A rider is an optional add-on to a policy, which is explained in the product brochure. So you can buy a rider as long as the product offers you that option. Typically, you need to choose the rider at the time of buying the policy. There are a host of riders that life insurance companies offer. The most popular ones are accidental death and permanent disability riders. Under this, if death of the policyholder occurs due to an accident then, apart from paying the life insurance benefit promised under the base policy, the policy will also pay an additional sum insured as specified in the rider. In case an accident leaves the policyholder permanently disabled, the rider will pay the specified sum insured.
Critical illness is also a common rider that pays a lump sum if the policyholder contracts any of the specified critical illnesses. Other than this, a waiver of premium rider is very popular with bundled policies. Under this rider, if an insured person dies during the policy term, the rider funds the future premiums due. Thus, on maturity, the beneficiary is able to receive the maturity benefits as planned. Bundled plans also offer a term insurance rider in order to enhance the insurance cover. A term rider is a term insurance policy that pays the sum assured on death of the policyholder. Keep in mind that since most of these riders are defined-benefit plans, the benefits are fixed against an insured event. Once the rider policy is claimed, the rider terminates; and the base plan continues as per its terms.
Since a rider is attached to a base policy, the insurer gets to save on costs.
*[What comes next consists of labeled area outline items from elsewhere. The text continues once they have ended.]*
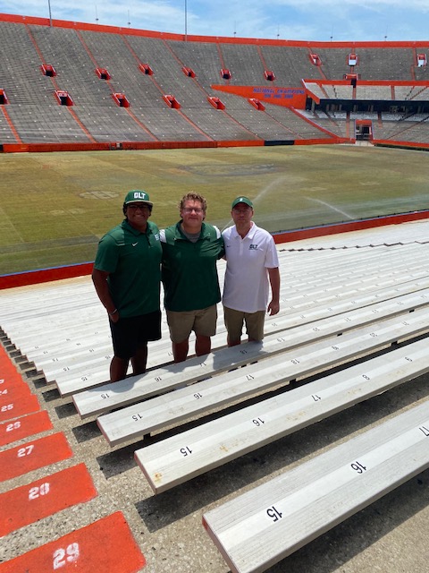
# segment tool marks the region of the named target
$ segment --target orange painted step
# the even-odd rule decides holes
[[[0,563],[0,573],[136,573],[146,565],[121,511]]]
[[[0,494],[0,536],[96,497],[85,464]]]
[[[39,410],[35,414],[29,414],[17,420],[0,423],[0,446],[12,444],[53,428],[49,415],[46,410]]]
[[[28,474],[73,455],[63,432],[0,452],[0,482]]]
[[[38,397],[34,394],[29,396],[18,397],[15,399],[1,400],[0,402],[0,422],[12,420],[25,414],[37,412],[40,409]]]

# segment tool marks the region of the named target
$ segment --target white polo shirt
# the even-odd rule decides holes
[[[242,239],[235,225],[225,229],[226,271],[222,302],[242,312],[266,310],[270,295],[268,269],[279,266],[273,236],[252,221]]]

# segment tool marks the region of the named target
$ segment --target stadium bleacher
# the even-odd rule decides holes
[[[11,366],[6,369],[3,356],[3,372],[8,375],[9,368],[16,368],[49,414],[53,428],[39,431],[42,439],[55,436],[53,431],[64,432],[73,462],[88,467],[97,491],[92,500],[80,500],[79,510],[66,510],[70,517],[61,532],[75,530],[84,546],[80,528],[117,509],[130,526],[120,542],[134,540],[147,570],[160,573],[172,567],[210,573],[284,568],[315,573],[318,565],[308,562],[315,543],[328,562],[342,562],[350,573],[368,554],[383,569],[396,554],[391,543],[407,552],[409,539],[427,519],[422,503],[413,517],[408,505],[416,503],[415,490],[422,500],[418,483],[429,483],[424,471],[429,466],[424,441],[429,422],[428,244],[425,219],[280,244],[282,310],[267,318],[262,346],[226,348],[220,308],[214,348],[207,357],[172,364],[164,323],[163,339],[149,350],[147,373],[114,385],[105,383],[111,352],[106,319],[88,278],[4,291],[2,346]],[[223,269],[220,261],[221,277]],[[3,403],[13,410],[20,400],[25,402],[11,395]],[[6,411],[2,420],[16,420],[13,415]],[[389,441],[394,437],[391,427],[400,441],[398,450]],[[416,445],[408,438],[413,432],[420,438]],[[41,446],[29,438],[21,443]],[[416,463],[399,464],[399,458]],[[351,479],[353,472],[359,473],[350,464],[365,468],[360,482]],[[332,472],[349,465],[349,489],[341,489],[333,474],[325,475],[326,465]],[[37,483],[34,479],[46,483],[46,472],[54,483],[54,470],[72,471],[70,466],[70,460],[57,460],[52,471],[42,466],[13,475],[3,491],[13,495],[19,485]],[[394,466],[400,475],[391,472]],[[306,481],[295,478],[301,475]],[[291,522],[280,519],[289,505],[282,496],[297,482],[301,490],[294,495],[302,507],[296,506]],[[319,511],[319,524],[313,511],[322,501],[315,496],[324,487],[331,497],[323,499],[343,509],[332,515]],[[306,492],[312,491],[309,503]],[[365,510],[366,506],[374,509]],[[372,524],[384,522],[386,512],[398,527],[382,540]],[[357,527],[363,531],[350,517],[355,513],[365,522],[366,547],[361,533],[350,542]],[[264,521],[264,514],[271,522]],[[42,532],[39,552],[44,540],[58,537],[63,511],[48,515],[37,526],[18,529],[19,535],[7,534],[2,573],[2,566],[29,546],[22,539],[32,536],[35,526]],[[270,527],[275,515],[279,527]],[[105,526],[108,532],[109,525]],[[283,527],[291,527],[293,539]],[[350,543],[356,546],[351,556]],[[423,573],[423,557],[413,556],[407,562]],[[29,552],[26,559],[34,562],[37,557]],[[13,560],[10,563],[14,566]],[[389,569],[399,572],[402,566],[400,560]],[[121,561],[117,567],[121,573],[139,569],[128,569]]]
[[[1,146],[354,142],[359,119],[374,141],[429,145],[415,43],[354,46],[351,66],[332,42],[18,20],[0,17]],[[264,99],[277,88],[311,101]],[[277,246],[281,312],[263,344],[226,347],[219,305],[209,355],[172,363],[164,321],[147,372],[114,384],[88,277],[2,291],[0,573],[425,573],[428,220]]]
[[[403,107],[405,102],[408,111],[400,122],[429,112],[425,65],[417,66],[412,43],[408,47],[394,42],[374,47],[360,43],[348,49],[335,42],[312,48],[280,40],[205,41],[189,37],[185,41],[180,35],[156,37],[76,22],[72,27],[61,22],[50,26],[44,21],[1,18],[0,42],[0,88],[8,99],[0,106],[0,145],[15,144],[12,150],[38,143],[57,144],[56,149],[65,149],[59,144],[116,149],[165,142],[353,142],[360,137],[356,120],[368,120],[366,113],[374,113],[374,107],[395,113],[393,107]],[[356,52],[353,65],[349,62],[351,51]],[[311,54],[317,57],[317,65]],[[44,75],[44,64],[54,66],[56,75]],[[150,73],[145,73],[145,65]],[[183,68],[190,68],[192,77]],[[109,78],[101,79],[97,69],[105,69]],[[231,76],[223,77],[222,70]],[[267,72],[274,81],[268,81]],[[285,89],[303,94],[308,89],[307,104],[301,98],[290,108],[290,102],[283,101]],[[72,106],[59,105],[55,96],[58,90],[69,94]],[[115,93],[123,94],[130,106],[118,107]],[[175,98],[175,108],[167,105],[166,95]],[[265,109],[256,110],[247,101],[250,96],[258,97]],[[219,98],[224,108],[214,109],[209,103],[213,97]],[[315,109],[314,98],[322,101]],[[305,107],[309,115],[304,116]],[[330,114],[329,121],[318,111]],[[354,116],[343,119],[338,115],[332,121],[336,112]],[[415,133],[404,128],[377,129],[374,122],[367,139],[389,145],[427,145],[426,119]]]

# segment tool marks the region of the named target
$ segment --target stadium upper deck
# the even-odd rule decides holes
[[[52,23],[0,14],[4,151],[429,141],[425,43]]]

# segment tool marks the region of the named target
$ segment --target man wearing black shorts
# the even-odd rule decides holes
[[[114,344],[112,382],[146,372],[147,342],[161,338],[159,230],[148,221],[153,203],[144,191],[130,191],[125,219],[98,244],[92,280],[107,311]]]

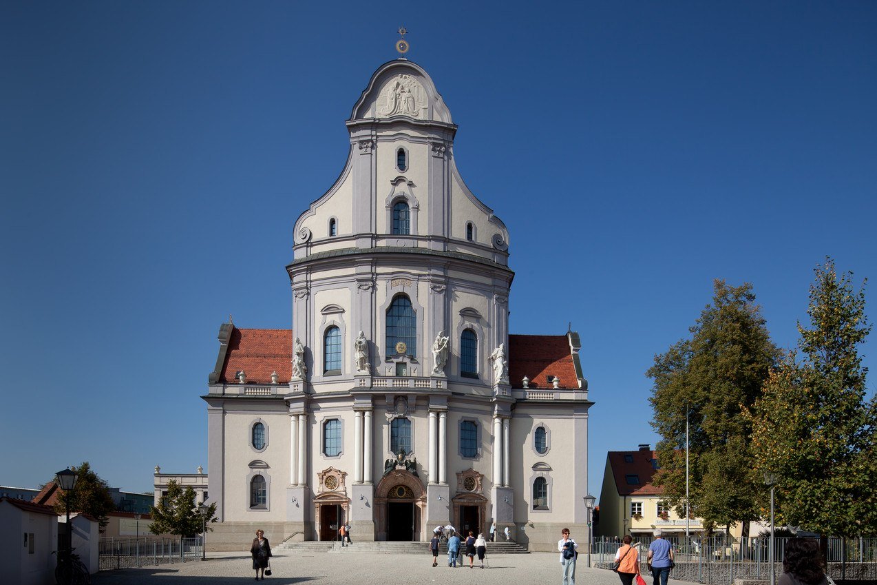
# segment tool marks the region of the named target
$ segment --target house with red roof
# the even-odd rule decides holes
[[[384,63],[346,125],[340,175],[295,222],[291,327],[219,328],[209,547],[256,527],[333,540],[345,522],[354,543],[449,524],[542,551],[563,526],[587,534],[580,336],[509,331],[510,234],[466,186],[433,80]]]

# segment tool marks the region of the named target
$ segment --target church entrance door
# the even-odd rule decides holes
[[[414,540],[413,502],[390,502],[387,504],[387,539]]]
[[[336,540],[338,538],[338,523],[340,517],[341,507],[338,504],[320,506],[320,540]]]
[[[460,506],[460,534],[463,537],[469,535],[472,531],[478,536],[478,506]]]

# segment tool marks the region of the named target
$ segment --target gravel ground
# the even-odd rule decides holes
[[[339,585],[403,585],[445,582],[453,585],[517,585],[517,583],[560,585],[560,563],[556,552],[488,555],[484,569],[450,568],[447,560],[432,567],[432,557],[406,554],[362,554],[355,552],[291,552],[284,551],[271,559],[274,574],[267,585],[335,583]],[[587,559],[579,557],[575,577],[579,585],[619,585],[617,575],[606,569],[588,568]],[[243,584],[254,581],[255,571],[249,554],[222,552],[208,556],[206,561],[103,571],[92,575],[93,585],[213,585]],[[652,585],[652,576],[645,577]],[[688,581],[671,579],[673,585]]]

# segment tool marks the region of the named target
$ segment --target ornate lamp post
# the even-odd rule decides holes
[[[70,530],[70,494],[76,487],[79,476],[72,469],[63,469],[55,473],[58,487],[64,490],[64,508],[67,510],[67,581],[73,577],[73,531]]]
[[[585,501],[585,508],[588,509],[588,567],[591,566],[591,543],[594,542],[594,504],[597,499],[588,494],[582,498]]]
[[[207,514],[210,512],[210,506],[202,502],[198,506],[198,514],[201,515],[201,560],[207,560]]]
[[[767,547],[767,562],[770,563],[770,585],[776,585],[776,567],[774,562],[774,487],[780,480],[775,472],[765,470],[765,485],[770,486],[770,546]]]

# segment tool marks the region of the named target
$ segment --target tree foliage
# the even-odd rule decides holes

The benefits of this get passed on to you and you may end up buying a rider a tad cheaper than a standalone policy. A quick check shows that a critical illness rider for a 30-year-old and for a sum assured of Rs10 lakh would cost around Rs3,741. Whereas, a similar stand-alone policy would cost about Rs4,425. The other advantage of a rider is that the premiums remain the same and of course there is convenience of managing just one policy.
Beware of the caveats. Do go through the rider benefits in detail and compare them with a stand-alone policy to understand the coverage, a lower premium in a rider could also be due to a less comprehensive coverage. Also, keep in mind that since it’s a rider policy, it will only continue till such time that the base policy is in force. So, if you choose to surrender the base policy, you will have to forgo your rider benefits too. Also, the coverage of the rider is limited as per regulations. As per the rules, the premium of health related riders can’t be more than 100% of the premium under the basic product and premiums of all other riders put together can’t be more than 30% of the premium under the base policy. Also, any benefit from the rider cannot exceed the sum assured under the base policy.